Reputation: 77
I have made a little project that takes .cs files, reads them and returns the most frequent word in the file. However, right now it returns that the most common word is a comma. How can i make it so splitting the string ignores commas?
For example: i have a string:
, . ? a a, b cdef cfed, abef abef abef,
right now it returns that the most common word is 'abef' and it occured 2 times (the program doesn't count the third abef, the one which is with a comma in the end.)
Another example:
, . ? a a, b cdef cfed, abef abef abef, , ,
this right now returns that the most common word is a comma ',' and it occured 3 times, but the thing is - i want my program to ignore commas and focus purely on words only.
namespace WindowsFormsApp8
{
public partial class Form1 : Form
{
public Form1()
{
InitializeComponent();
}
private async void button1_Click(object sender, EventArgs e)
{
using (OpenFileDialog ofd = new OpenFileDialog() { Filter = "Text Documents |*.cs;*.txt", ValidateNames = true, Multiselect = false }) //openfiledialog (all .cs; all.txt)
{
if (ofd.ShowDialog() == DialogResult.OK) //if in file dialog a file gets selected
{
using (StreamReader sr = new StreamReader(ofd.FileName)) //text reader
{
richTextBox1.Text = await sr.ReadToEndAsync(); //reads the file and returns it into textbox
}
}
}
}
private void button2_Click(object sender, EventArgs e)
{
string[] userText = richTextBox1.Text.ToLower().Split( ' ' );
var frequencies = new Dictionary<string, int>(); // variable frequencies, dictionary with key string, value int.
string highestWord = null; //declare string highestword with starting value null.
int highestFreq = 0; //declare integer highestfreq with starting value zero.

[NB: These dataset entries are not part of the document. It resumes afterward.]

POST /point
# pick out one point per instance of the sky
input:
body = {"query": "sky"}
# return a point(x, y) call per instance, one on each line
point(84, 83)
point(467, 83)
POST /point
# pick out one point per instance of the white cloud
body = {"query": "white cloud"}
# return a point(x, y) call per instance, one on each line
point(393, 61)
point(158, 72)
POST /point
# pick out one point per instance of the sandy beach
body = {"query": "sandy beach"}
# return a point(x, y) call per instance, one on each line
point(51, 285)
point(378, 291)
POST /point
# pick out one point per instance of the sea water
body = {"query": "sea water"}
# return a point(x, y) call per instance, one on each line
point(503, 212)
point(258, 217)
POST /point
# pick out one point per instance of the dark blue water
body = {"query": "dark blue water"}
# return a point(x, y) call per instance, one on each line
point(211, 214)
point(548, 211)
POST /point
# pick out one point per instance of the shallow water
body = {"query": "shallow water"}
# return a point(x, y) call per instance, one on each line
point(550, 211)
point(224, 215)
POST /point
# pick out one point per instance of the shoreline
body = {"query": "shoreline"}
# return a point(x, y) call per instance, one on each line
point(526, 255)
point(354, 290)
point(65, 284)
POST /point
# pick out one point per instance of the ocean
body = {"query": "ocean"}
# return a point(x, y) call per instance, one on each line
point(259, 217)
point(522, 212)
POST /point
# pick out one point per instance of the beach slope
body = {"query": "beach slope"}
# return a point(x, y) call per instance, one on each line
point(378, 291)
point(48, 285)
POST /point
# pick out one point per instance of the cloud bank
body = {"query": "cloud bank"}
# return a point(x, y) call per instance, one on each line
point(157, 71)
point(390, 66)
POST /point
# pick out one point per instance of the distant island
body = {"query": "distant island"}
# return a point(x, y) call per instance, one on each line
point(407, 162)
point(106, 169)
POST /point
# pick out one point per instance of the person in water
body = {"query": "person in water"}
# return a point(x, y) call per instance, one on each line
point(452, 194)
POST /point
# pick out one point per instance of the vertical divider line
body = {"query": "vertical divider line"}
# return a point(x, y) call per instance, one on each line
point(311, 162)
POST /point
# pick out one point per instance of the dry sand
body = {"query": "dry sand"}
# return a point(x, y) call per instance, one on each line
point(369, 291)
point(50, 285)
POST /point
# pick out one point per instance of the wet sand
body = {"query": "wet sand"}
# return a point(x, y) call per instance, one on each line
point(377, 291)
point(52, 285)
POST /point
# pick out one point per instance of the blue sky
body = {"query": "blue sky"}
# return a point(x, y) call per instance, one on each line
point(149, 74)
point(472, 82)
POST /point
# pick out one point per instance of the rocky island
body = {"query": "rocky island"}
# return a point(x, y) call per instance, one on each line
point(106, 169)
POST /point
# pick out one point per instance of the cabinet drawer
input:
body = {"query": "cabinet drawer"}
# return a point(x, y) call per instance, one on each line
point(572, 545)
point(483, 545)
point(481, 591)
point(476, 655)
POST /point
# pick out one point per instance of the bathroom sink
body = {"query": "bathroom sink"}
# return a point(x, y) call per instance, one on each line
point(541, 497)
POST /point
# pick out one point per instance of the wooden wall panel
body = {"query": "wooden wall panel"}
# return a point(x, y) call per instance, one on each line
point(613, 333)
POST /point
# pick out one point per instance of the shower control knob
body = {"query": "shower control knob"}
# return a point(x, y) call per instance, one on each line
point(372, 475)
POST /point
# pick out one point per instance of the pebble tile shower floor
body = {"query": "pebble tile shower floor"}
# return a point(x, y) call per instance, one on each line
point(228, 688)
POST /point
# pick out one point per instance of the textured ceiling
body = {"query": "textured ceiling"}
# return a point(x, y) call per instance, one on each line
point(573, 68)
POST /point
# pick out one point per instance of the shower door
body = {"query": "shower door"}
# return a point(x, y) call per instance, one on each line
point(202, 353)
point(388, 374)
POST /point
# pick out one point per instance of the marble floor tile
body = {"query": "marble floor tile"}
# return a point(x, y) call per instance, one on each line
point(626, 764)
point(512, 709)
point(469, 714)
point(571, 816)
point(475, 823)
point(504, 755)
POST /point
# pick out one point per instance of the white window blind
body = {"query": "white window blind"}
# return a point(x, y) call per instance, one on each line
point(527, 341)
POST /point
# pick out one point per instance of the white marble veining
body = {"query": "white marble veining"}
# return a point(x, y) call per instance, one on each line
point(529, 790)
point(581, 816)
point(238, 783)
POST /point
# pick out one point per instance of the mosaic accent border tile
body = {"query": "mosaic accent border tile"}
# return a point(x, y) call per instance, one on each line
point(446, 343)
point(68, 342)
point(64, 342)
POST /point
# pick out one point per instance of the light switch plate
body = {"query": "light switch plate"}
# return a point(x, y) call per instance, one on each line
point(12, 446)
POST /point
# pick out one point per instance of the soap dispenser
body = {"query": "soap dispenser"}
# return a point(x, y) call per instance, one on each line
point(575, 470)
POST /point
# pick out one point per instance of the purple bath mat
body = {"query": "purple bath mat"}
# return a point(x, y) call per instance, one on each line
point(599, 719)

foreach (string word in userText) //search words in our array userText that we declared at the beginning.
{
int freq; //declare integer freq.
frequencies.TryGetValue(word, out freq); //trygetvalue from dictionary key, out value.
freq += 1; //count it.
if (freq > highestFreq)
{
highestFreq = freq;
highestWord = word;
}
frequencies[word] = freq; //assign most frequent word in frequencies dictionary to freq
}
MessageBox.Show("the most occuring word is: " + highestWord + ", it occured " + highestFreq + " times"); //display data to messagebox.
}
}
}
Upvotes: 0
Views: 460
Reputation: 216273
Split can take an array of chars to split on. So you can split on space and comma. Then remove the empty entries with the appropriate StringSplitOption
string[] userText = richTextBox1.Text.ToLower().Split(new char[] { ' ', ','}, StringSplitOptions.RemoveEmptyEntries );
Also you can use Linq to calculate the frequency of a word with code like this
var g = userText.GroupBy(x => x)
.Select(z => new
{ word = z.Key, count = z.Count()})
.ToList();
string mostUsed = g.OrderByDescending(x => x.count)
.Select(x => x.word)
.FirstOrDefault();
Upvotes: 6
Reputation: 23078
Another option is to make the splitting easier to extend by using regular expressions, Regex.Split more specifically:
string input = ", . ? a a, b cdef cfed, abef abef abef, , ,";
string[] result = Regex.Split(input, @"\w+");
Check live testing here.
If ?
is a valid word, than the regex could be @"\w+|\?"
.
So, my recommendation is to use regex, even if the split method is enough for now, since it is more powerful and can easily accommodate for later changes.
As a bonus, it is nice to learn about regular expressions.
Upvotes: 2
Reputation: 1200
You could replace the commas with an empty string, then run the output through your algorithm.
string original = ", . ? a a, b cdef cfed, abef abef abef,";
string noCommas = original.Replace(",", string.Empty);
Reference: https://msdn.microsoft.com/en-us/library/fk49wtc1(v=vs.110).aspx
Upvotes: 3